After some laborious Heather-stalking (brought on by the sole factor that she is the first known human not only born on my birthday, the 10th of November, but also in my birth year.. yes, yes, I’m meticulously abnormal for caring) I can attest to the fact that yes, Heather plays the part of some darn hideous girls.
I can respect her because she doesn’t dig the entire Hollywood thing, not that "the Hollywood thing" is categorically a “Bad Thing” but I guess, she is not afraid to play decidedly unglamorous parts, in fact, she right royal loves them. And it’s not necessarily the perversity that draws her in either, it’s simply the opportunity to be a part of something everybody hasn’t already seen a trillion times before. Some examples of these unexpected, sometimes deviant roles are:
Now and Again creator Glenn Gordon Caron gushes: "In a really good way, Heather's the antithesis of what we've come to expect from young actors, she has such a unique look, and her instincts are flawless. I feel I could write anything for her and she'd nail it."

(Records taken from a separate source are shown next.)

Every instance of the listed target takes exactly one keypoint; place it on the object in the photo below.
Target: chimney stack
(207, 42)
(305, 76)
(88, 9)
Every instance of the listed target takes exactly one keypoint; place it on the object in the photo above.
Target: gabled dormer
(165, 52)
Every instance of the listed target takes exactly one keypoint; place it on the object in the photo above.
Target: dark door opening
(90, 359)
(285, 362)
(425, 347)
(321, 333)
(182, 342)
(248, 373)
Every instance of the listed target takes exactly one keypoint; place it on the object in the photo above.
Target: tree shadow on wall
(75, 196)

It should be noted that Heather was given the part without even auditioning.
She’s ‘distinctive’ and driven and self-assured, along with talented, but to be honest? I just like her cause she’s so ugly in Dollhouse that she becomes cute, so pathetic that I could not stop laughing the entire time.
(and we share the same birthday)
Now and Again (1999)
Company Man (1999)
Our Guys: Outrage at Glen Ridge (1999)
Getting to Know You (1999)
Cuisine américaine (1998)
Hurricane Streets (1998)
The Deli (1997)
The Devil's Advocate (1997)
Arresting Gena (1997)
Roseanne (1988) TV Series
Welcome to the Dollhouse (1995)
The Adventures of Pete and Pete (1993)
Music video fans may recognize Heather from her appearances in Nada Surf's Treehouse and Sheryl Crow's A Change Will Do You Good.
She has also recorded R. L. Stine's popular Ghost of Fear Street as an audio book for Simon & Schuster.